O achado mercadológico da Pfizer está em ter colocado à venda um medicamento não só para os homens impossibilitados de ter uma vida sexual ativa mas para todos os que passaram a achar que não seria nada mau se as coisas pudessem ficar um pouco mais excitantes. Atualmente, fazem parte dos aficionados do Viagra homens que não são propriamente impotentes, mas que sofrem ocasionalmente do problema, gente que não está satisfeita com a qualidade da ereção e até jovens saudáveis querendo experimentar o medicamento para ver o que acontece. Com essa estratégia, o Viagra passou a fazer parte do seleto grupo de medicamentos que foram capazes de modificar comportamentos. Nesse grupo está a pílula anticoncepcional, desenvolvida na década de 60. Imagine os medicamentos como recordes , diz Wroclawski. Há aqueles que são quebrados todos os dias, outros levam 40 anos.

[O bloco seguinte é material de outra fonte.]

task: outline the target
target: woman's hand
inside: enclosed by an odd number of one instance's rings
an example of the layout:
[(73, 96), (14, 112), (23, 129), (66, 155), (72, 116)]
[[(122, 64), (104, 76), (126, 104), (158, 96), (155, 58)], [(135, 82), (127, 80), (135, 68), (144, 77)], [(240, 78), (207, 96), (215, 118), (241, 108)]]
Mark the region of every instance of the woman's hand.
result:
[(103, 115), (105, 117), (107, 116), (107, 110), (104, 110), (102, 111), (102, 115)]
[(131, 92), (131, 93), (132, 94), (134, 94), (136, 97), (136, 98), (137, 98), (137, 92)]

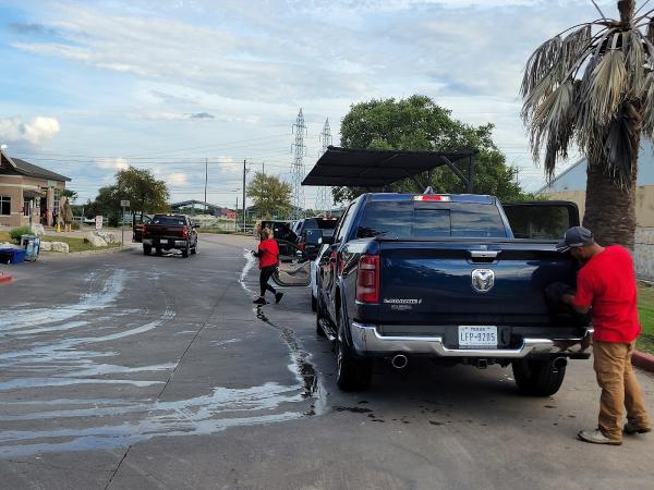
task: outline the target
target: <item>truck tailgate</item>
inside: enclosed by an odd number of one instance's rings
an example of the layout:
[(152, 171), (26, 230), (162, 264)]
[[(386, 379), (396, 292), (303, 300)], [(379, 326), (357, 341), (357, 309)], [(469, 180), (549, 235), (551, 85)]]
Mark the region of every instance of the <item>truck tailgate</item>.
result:
[[(530, 241), (380, 241), (378, 320), (395, 324), (552, 326), (544, 289), (574, 284), (576, 264)], [(496, 258), (484, 257), (497, 254)], [(477, 272), (475, 272), (477, 271)], [(492, 271), (491, 273), (486, 271)], [(494, 284), (487, 291), (488, 275)]]

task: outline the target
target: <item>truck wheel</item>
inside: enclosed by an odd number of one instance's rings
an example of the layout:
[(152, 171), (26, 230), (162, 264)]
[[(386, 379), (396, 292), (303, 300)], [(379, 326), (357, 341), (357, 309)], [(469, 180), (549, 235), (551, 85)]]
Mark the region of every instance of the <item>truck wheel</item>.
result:
[(554, 367), (554, 359), (516, 360), (513, 377), (521, 392), (532, 396), (549, 396), (556, 393), (564, 378), (566, 367)]
[(363, 391), (373, 380), (373, 363), (354, 356), (350, 348), (340, 341), (337, 343), (338, 366), (336, 383), (342, 391)]

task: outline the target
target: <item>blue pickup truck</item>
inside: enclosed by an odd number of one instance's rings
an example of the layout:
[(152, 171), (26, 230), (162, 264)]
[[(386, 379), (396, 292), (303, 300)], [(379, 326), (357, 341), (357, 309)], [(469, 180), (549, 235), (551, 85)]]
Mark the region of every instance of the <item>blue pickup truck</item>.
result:
[(578, 266), (555, 244), (578, 223), (571, 203), (360, 196), (318, 264), (316, 330), (335, 344), (339, 388), (368, 388), (375, 358), (401, 369), (426, 356), (511, 365), (524, 393), (556, 393), (568, 358), (590, 356), (588, 317), (545, 294), (574, 285)]

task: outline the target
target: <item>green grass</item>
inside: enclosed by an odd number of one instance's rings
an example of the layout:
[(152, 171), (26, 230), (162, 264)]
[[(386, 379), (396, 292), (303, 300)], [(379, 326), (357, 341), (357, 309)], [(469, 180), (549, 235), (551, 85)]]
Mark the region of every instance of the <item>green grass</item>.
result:
[(643, 332), (638, 339), (637, 348), (654, 354), (654, 287), (639, 284), (638, 314)]
[[(75, 238), (75, 237), (68, 237), (68, 236), (45, 235), (45, 236), (41, 237), (41, 241), (44, 241), (44, 242), (63, 242), (63, 243), (68, 243), (69, 244), (69, 252), (70, 253), (87, 252), (87, 250), (100, 250), (100, 249), (104, 250), (104, 249), (107, 249), (107, 248), (118, 248), (118, 247), (120, 247), (119, 243), (110, 243), (107, 247), (98, 248), (98, 247), (94, 247), (89, 243), (84, 243), (84, 238)], [(3, 243), (3, 242), (12, 242), (12, 240), (11, 240), (11, 236), (9, 235), (9, 233), (0, 232), (0, 243)]]

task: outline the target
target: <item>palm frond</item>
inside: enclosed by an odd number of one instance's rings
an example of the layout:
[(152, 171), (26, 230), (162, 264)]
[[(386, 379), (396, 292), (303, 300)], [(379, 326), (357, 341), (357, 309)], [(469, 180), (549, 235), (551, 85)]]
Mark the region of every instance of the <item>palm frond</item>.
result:
[(637, 169), (633, 168), (632, 121), (627, 110), (622, 110), (610, 123), (608, 136), (604, 143), (606, 157), (606, 174), (618, 187), (628, 188), (631, 176)]
[(622, 50), (627, 73), (629, 73), (629, 97), (640, 98), (645, 84), (645, 63), (647, 62), (640, 30), (630, 29), (622, 33)]
[(552, 76), (552, 71), (560, 58), (561, 45), (561, 37), (555, 36), (538, 46), (529, 58), (520, 87), (523, 97), (528, 97), (545, 77)]
[(618, 34), (613, 36), (613, 47), (595, 66), (591, 81), (591, 101), (593, 118), (608, 123), (625, 100), (629, 77), (625, 64), (625, 53), (616, 49)]
[(645, 79), (643, 96), (643, 133), (654, 142), (654, 72)]

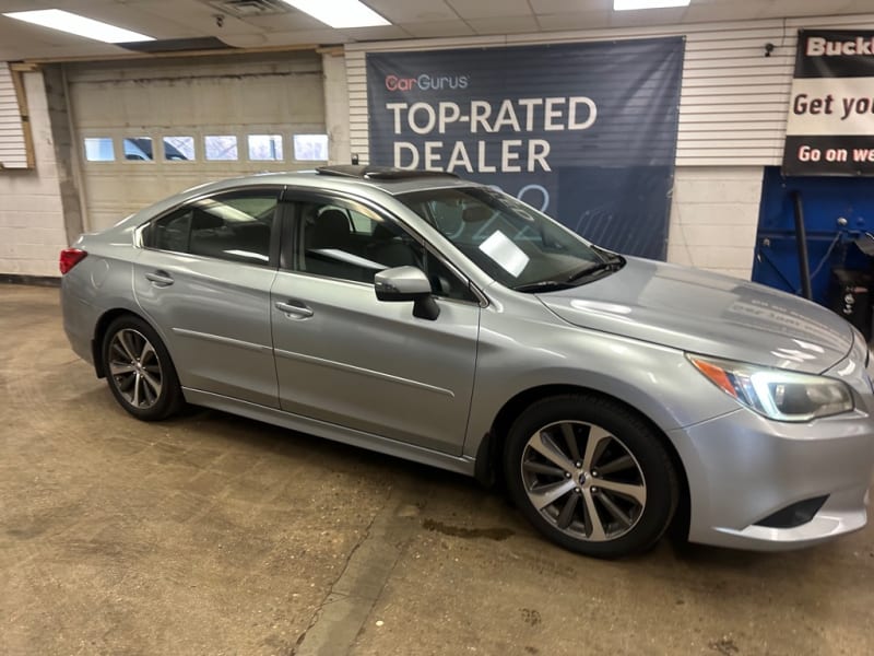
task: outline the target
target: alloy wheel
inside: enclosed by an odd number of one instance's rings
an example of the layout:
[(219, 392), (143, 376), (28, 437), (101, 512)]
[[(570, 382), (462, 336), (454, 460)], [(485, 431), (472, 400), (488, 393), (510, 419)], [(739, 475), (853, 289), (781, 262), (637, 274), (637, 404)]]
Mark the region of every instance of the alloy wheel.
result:
[(123, 328), (109, 342), (109, 374), (123, 399), (133, 408), (157, 403), (164, 383), (155, 348), (139, 330)]
[(647, 485), (628, 447), (605, 429), (560, 421), (531, 435), (522, 482), (532, 506), (578, 539), (614, 540), (630, 531), (647, 504)]

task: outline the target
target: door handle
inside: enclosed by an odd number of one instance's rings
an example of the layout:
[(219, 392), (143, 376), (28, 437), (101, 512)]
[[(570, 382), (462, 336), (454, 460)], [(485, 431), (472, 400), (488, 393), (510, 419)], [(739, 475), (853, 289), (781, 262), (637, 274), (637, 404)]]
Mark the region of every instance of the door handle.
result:
[(173, 284), (173, 277), (166, 271), (152, 271), (145, 274), (146, 280), (151, 280), (156, 286), (169, 286)]
[(300, 301), (288, 301), (286, 303), (279, 301), (276, 302), (276, 309), (284, 312), (286, 315), (291, 315), (291, 317), (295, 319), (308, 319), (312, 316), (312, 311)]

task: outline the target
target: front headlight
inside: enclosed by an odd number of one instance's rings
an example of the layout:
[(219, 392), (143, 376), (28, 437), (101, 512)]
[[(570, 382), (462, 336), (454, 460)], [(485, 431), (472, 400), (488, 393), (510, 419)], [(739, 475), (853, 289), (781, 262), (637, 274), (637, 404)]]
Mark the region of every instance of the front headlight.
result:
[(810, 421), (853, 409), (850, 388), (835, 378), (692, 353), (686, 358), (722, 391), (777, 421)]

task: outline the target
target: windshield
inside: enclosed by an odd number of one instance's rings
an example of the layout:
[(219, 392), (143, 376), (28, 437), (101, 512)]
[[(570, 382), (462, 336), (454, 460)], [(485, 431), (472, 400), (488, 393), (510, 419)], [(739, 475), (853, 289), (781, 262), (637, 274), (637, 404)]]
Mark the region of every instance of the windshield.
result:
[(401, 202), (437, 227), (477, 267), (518, 291), (563, 288), (621, 266), (532, 207), (489, 187), (402, 194)]

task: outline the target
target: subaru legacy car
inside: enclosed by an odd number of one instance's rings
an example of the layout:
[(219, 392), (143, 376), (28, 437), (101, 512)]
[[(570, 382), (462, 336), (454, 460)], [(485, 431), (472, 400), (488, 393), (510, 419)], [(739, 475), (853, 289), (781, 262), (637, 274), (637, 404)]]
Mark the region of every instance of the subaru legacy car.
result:
[(850, 324), (599, 248), (486, 186), (365, 166), (220, 181), (60, 267), (73, 350), (141, 420), (193, 403), (501, 480), (592, 557), (674, 519), (759, 550), (866, 522), (874, 395)]

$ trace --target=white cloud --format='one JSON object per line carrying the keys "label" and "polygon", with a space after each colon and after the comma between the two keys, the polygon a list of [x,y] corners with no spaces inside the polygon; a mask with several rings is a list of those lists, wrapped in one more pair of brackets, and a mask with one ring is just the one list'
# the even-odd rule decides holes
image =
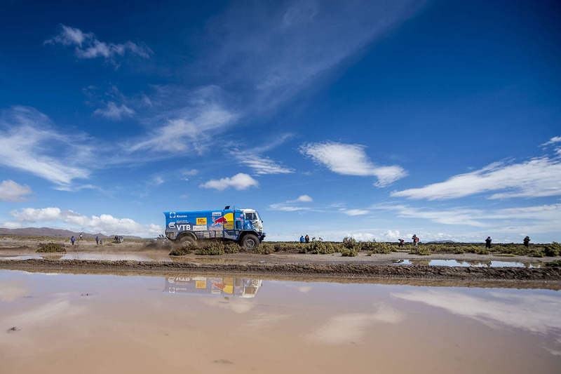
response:
{"label": "white cloud", "polygon": [[211,53],[212,65],[231,72],[229,80],[252,88],[252,109],[267,111],[360,53],[423,5],[304,0],[277,3],[265,11],[238,4],[209,22],[213,32],[208,44],[217,48]]}
{"label": "white cloud", "polygon": [[[142,140],[126,145],[129,152],[151,150],[165,152],[168,156],[177,152],[201,153],[216,135],[229,128],[238,118],[223,102],[224,93],[216,86],[200,87],[193,91],[158,87],[159,100],[170,102],[180,98],[180,107],[163,111],[145,120],[154,129]],[[187,104],[186,104],[187,103]],[[148,140],[145,140],[148,138]],[[215,149],[222,152],[222,149]]]}
{"label": "white cloud", "polygon": [[135,114],[135,111],[124,104],[117,106],[116,104],[110,101],[107,102],[104,108],[95,109],[93,114],[114,121],[121,121],[124,117],[132,117]]}
{"label": "white cloud", "polygon": [[247,174],[238,173],[231,178],[222,179],[212,179],[200,187],[203,188],[215,188],[222,191],[228,187],[233,187],[236,189],[245,189],[250,187],[259,186],[259,182]]}
{"label": "white cloud", "polygon": [[364,215],[365,214],[368,214],[370,211],[366,211],[365,209],[343,209],[341,208],[339,210],[343,214],[346,214],[347,215]]}
{"label": "white cloud", "polygon": [[407,172],[396,165],[375,166],[368,159],[365,148],[360,145],[325,142],[304,144],[299,150],[337,174],[376,177],[378,182],[375,185],[379,187],[387,186],[407,175]]}
{"label": "white cloud", "polygon": [[273,139],[264,142],[264,145],[250,149],[244,148],[243,151],[235,149],[230,152],[229,154],[235,157],[242,165],[245,165],[253,169],[254,173],[257,175],[289,174],[294,173],[294,169],[287,168],[282,165],[281,163],[261,154],[280,145],[292,136],[294,135],[290,133],[275,136]]}
{"label": "white cloud", "polygon": [[[163,232],[161,227],[151,223],[143,226],[130,218],[116,218],[109,214],[88,217],[72,211],[61,211],[56,207],[40,209],[25,208],[20,211],[11,211],[10,214],[17,220],[18,222],[61,221],[69,224],[71,227],[69,229],[101,232],[107,235],[119,233],[125,235],[150,236]],[[6,225],[6,223],[4,225]]]}
{"label": "white cloud", "polygon": [[489,218],[488,215],[482,210],[461,207],[449,210],[434,210],[405,205],[374,205],[372,206],[372,208],[393,211],[397,213],[398,217],[421,218],[445,225],[468,225],[485,227],[487,224],[482,222],[481,220]]}
{"label": "white cloud", "polygon": [[561,195],[561,161],[548,157],[520,163],[494,163],[445,182],[394,191],[391,196],[445,200],[496,191],[489,199]]}
{"label": "white cloud", "polygon": [[546,145],[550,145],[552,144],[555,144],[558,142],[561,142],[561,136],[554,136],[545,143],[542,144],[541,146],[545,147]]}
{"label": "white cloud", "polygon": [[75,46],[74,54],[78,58],[90,59],[103,58],[107,61],[117,65],[116,58],[129,53],[148,58],[153,53],[144,43],[133,43],[128,41],[123,44],[100,41],[92,32],[84,33],[79,29],[61,25],[61,31],[43,44],[61,44],[65,46]]}
{"label": "white cloud", "polygon": [[14,107],[0,116],[0,164],[23,170],[53,183],[87,178],[93,148],[83,134],[63,134],[37,110]]}
{"label": "white cloud", "polygon": [[273,210],[273,211],[283,211],[285,212],[295,212],[297,211],[309,211],[309,208],[306,208],[304,206],[294,206],[291,205],[288,205],[287,203],[277,203],[274,204],[271,204],[269,207]]}
{"label": "white cloud", "polygon": [[62,218],[62,212],[58,208],[24,208],[21,211],[14,209],[10,212],[20,222],[34,222],[37,221],[54,221]]}
{"label": "white cloud", "polygon": [[[251,159],[250,157],[252,156],[255,158]],[[259,155],[251,155],[244,153],[243,155],[238,156],[238,159],[240,163],[249,166],[258,175],[294,173],[294,170],[285,168],[269,157],[262,157]]]}
{"label": "white cloud", "polygon": [[26,201],[25,195],[33,193],[29,186],[18,185],[9,179],[0,183],[0,200],[3,201]]}
{"label": "white cloud", "polygon": [[309,211],[311,208],[309,207],[304,207],[304,206],[295,206],[291,205],[294,203],[309,203],[313,201],[311,197],[309,196],[308,195],[302,195],[298,197],[298,199],[295,199],[294,200],[288,200],[284,203],[277,203],[274,204],[271,204],[269,207],[271,209],[274,211],[283,211],[285,212],[295,212],[297,211]]}

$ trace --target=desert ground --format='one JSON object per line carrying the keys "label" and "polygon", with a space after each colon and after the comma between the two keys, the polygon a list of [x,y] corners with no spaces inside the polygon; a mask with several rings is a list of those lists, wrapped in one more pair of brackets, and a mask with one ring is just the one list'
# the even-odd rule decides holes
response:
{"label": "desert ground", "polygon": [[[63,247],[65,253],[38,253],[46,243]],[[274,276],[302,279],[393,279],[423,282],[457,281],[468,282],[548,283],[561,288],[561,267],[545,266],[559,257],[530,257],[503,254],[410,253],[405,246],[391,253],[360,251],[354,257],[341,253],[311,254],[296,251],[278,251],[270,254],[237,253],[201,255],[191,253],[170,256],[169,241],[126,239],[114,243],[108,240],[97,245],[93,239],[71,244],[68,238],[45,236],[0,236],[0,269],[32,272],[114,274],[153,275],[197,274],[248,274],[262,277]],[[456,260],[458,266],[429,265],[433,260]],[[501,267],[492,265],[501,262]],[[505,262],[507,262],[505,264]],[[406,263],[408,265],[399,265]],[[524,264],[513,267],[508,263]],[[464,266],[459,266],[463,264]],[[466,266],[466,265],[470,266]]]}

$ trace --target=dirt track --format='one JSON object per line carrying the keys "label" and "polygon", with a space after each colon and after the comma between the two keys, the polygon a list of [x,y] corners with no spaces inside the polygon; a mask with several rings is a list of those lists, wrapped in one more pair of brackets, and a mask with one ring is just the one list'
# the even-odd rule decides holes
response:
{"label": "dirt track", "polygon": [[73,274],[156,275],[184,273],[298,276],[355,279],[561,282],[561,268],[471,267],[428,265],[286,262],[201,263],[88,260],[0,260],[1,269]]}
{"label": "dirt track", "polygon": [[[340,254],[311,255],[278,252],[271,255],[236,253],[223,256],[188,255],[170,257],[169,248],[142,243],[97,246],[93,241],[83,241],[79,246],[66,243],[68,253],[36,253],[39,243],[29,241],[4,239],[0,242],[0,269],[32,272],[72,274],[112,274],[117,275],[167,276],[178,274],[240,274],[261,278],[319,278],[343,281],[368,281],[377,279],[398,283],[412,282],[527,282],[528,288],[537,283],[561,289],[561,268],[544,266],[554,258],[501,258],[474,254],[419,256],[407,251],[388,255],[343,258]],[[28,242],[29,241],[29,242]],[[2,245],[4,244],[4,245]],[[65,244],[62,242],[61,244]],[[62,260],[62,255],[99,256],[98,260]],[[6,260],[15,255],[36,256],[31,260]],[[109,260],[107,256],[117,256]],[[103,258],[104,256],[106,258]],[[131,257],[132,256],[132,257]],[[123,260],[121,258],[127,258]],[[130,260],[133,258],[135,260]],[[488,266],[450,267],[428,265],[428,260],[455,260],[471,265],[491,261],[519,261],[541,267],[490,267]],[[393,262],[409,260],[414,265],[397,265]],[[532,286],[530,283],[534,283]]]}

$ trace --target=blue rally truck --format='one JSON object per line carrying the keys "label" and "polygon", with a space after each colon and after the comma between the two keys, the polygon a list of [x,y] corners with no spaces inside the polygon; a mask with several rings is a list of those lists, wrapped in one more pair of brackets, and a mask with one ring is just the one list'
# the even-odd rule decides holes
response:
{"label": "blue rally truck", "polygon": [[263,221],[254,209],[226,206],[223,210],[164,212],[165,236],[178,243],[200,239],[237,241],[248,249],[265,237]]}

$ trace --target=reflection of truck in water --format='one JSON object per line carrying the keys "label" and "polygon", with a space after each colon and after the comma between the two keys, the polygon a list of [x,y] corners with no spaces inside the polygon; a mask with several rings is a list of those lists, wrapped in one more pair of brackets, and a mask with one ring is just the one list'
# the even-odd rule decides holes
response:
{"label": "reflection of truck in water", "polygon": [[165,236],[177,243],[195,243],[199,239],[237,241],[252,249],[265,237],[263,221],[253,209],[230,206],[223,210],[164,212]]}
{"label": "reflection of truck in water", "polygon": [[163,292],[186,295],[216,295],[225,299],[253,298],[261,287],[261,279],[170,276],[165,279]]}

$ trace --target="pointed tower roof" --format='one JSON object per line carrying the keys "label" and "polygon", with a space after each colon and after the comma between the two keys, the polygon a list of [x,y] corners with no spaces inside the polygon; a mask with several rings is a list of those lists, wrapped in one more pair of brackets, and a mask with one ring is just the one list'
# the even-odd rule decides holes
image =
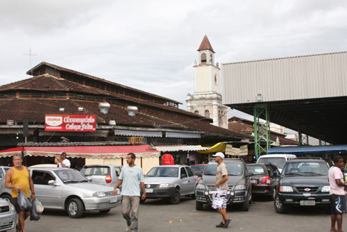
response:
{"label": "pointed tower roof", "polygon": [[201,50],[210,50],[213,53],[215,53],[214,51],[213,51],[212,47],[210,43],[210,41],[208,40],[208,35],[205,35],[205,36],[203,37],[203,41],[201,42],[201,44],[200,44],[200,47],[198,47],[198,51],[201,51]]}

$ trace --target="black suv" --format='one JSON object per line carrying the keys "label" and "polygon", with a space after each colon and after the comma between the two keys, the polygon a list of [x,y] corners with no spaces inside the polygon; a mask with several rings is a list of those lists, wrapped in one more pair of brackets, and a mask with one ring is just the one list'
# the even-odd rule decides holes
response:
{"label": "black suv", "polygon": [[329,207],[328,172],[328,164],[322,160],[287,161],[275,197],[276,212],[284,213],[290,205]]}
{"label": "black suv", "polygon": [[[250,176],[252,173],[246,172],[246,164],[242,159],[225,158],[223,162],[228,169],[229,178],[228,185],[227,204],[242,205],[242,210],[248,211],[252,199],[252,185]],[[204,204],[211,204],[217,192],[216,173],[218,164],[209,162],[204,169],[201,179],[195,188],[196,208],[203,210]]]}

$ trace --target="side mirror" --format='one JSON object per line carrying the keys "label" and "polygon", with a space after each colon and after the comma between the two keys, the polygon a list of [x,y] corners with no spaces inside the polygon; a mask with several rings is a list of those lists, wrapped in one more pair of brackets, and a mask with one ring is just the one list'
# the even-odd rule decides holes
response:
{"label": "side mirror", "polygon": [[244,174],[246,177],[252,176],[253,175],[253,172],[246,172],[246,174]]}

Antes de ser lançado, analistas estimavam que o Viagra se transformaria no medicamento mais poderoso do mundo, com vendas anuais de 4,5 bilhões de dólares. Segundo alguns estudos, 152 milhões de homens, com idade entre 40 e 70 anos, sofrem de algum grau de disfunção erétil. Cerca de 12 milhões estão no Brasil. Turbinado por um esforço de marketing estimado em cerca de 185 milhões de dólares ao ano, o Viagra exibe números superlativos. A cada segundo, 9,8 comprimidos são vendidos no mundo , diz Lima. Mas a parcela dos homens com problemas de disfunção erétil que recorre ao Viagra (13% no mundo e somente 2,5% no Brasil) ainda é considerada pequena diante do potencial. Em 2002, seu melhor ano em vendas, o Viagra rendeu à Pfizer 1,7 bilhão de dólares, e ele não está nem entre os dez medicamentos mais vendidos pela indústria farmacêutica. O Viagra ocupou menos espaço do que poderia , diz Cláudio Coracini, diretor de unidade de negócios da Eli Lilly. Temos um mundo para crescer, aqui e lá fora.

Animadas pela baixa penetração do Viagra, a Lilly e a parceria Bayer-Glaxo prometem fazer de tudo para ganhar dinheiro com a disfunção erétil. Tratase de uma guerra de gigantes. Com a compra da Pharmacia, em novembro do ano passado, a Pfizer se transformou no maior laboratório do planeta. Somadas, as receitas das duas empresas chegam a 42 bilhões de dólares. A vice-líder GlaxoSmithKline registrou vendas de 37 bilhões de dólares no mesmo período. As outras concorrentes, Lilly e Bayer, faturaram, respectivamente, 11,5 bilhões e 9,3 bilhões de dólares (apenas a divisão farmacêutica).

Nos próximos anos, a disputa erétil promete acirrar-se muito mais. Levitra acabou de ser liberado para a venda nos Estados Unidos (leia reportagem sobre a liberação da FDA). O Cialis ainda não têm a aprovação do Food and Drug Administration (FDA), órgão americano responsável pela inspeção de alimentos e medicamentos, para entrar no mercado americano. A previsão é que seja concedida nos próximos meses. Enquanto isso, os laboratórios se aquecem para a briga. No início deste mês, Bayer e Glaxo fecharam um contrato milionário com a Liga Nacional de Futebol dos Estados Unidos para que o Levitra fosse um dos patrocinadores oficiais do maior evento esportivo do país. Em fevereiro, o Cialis patrocinou o badalado America s Cup, na Austrália. No Brasil, a Lilly promoveu shows de cantores da MPB em Campos do Jordão, estação turística de inverno de São Paulo, durante todo o mês de julho. Segundo a Lilly, a ação será repetida em outras cidades brasileiras. A pressa é grande. O Viagra é ainda o padrão-ouro , diz Wroclawski, da SBU.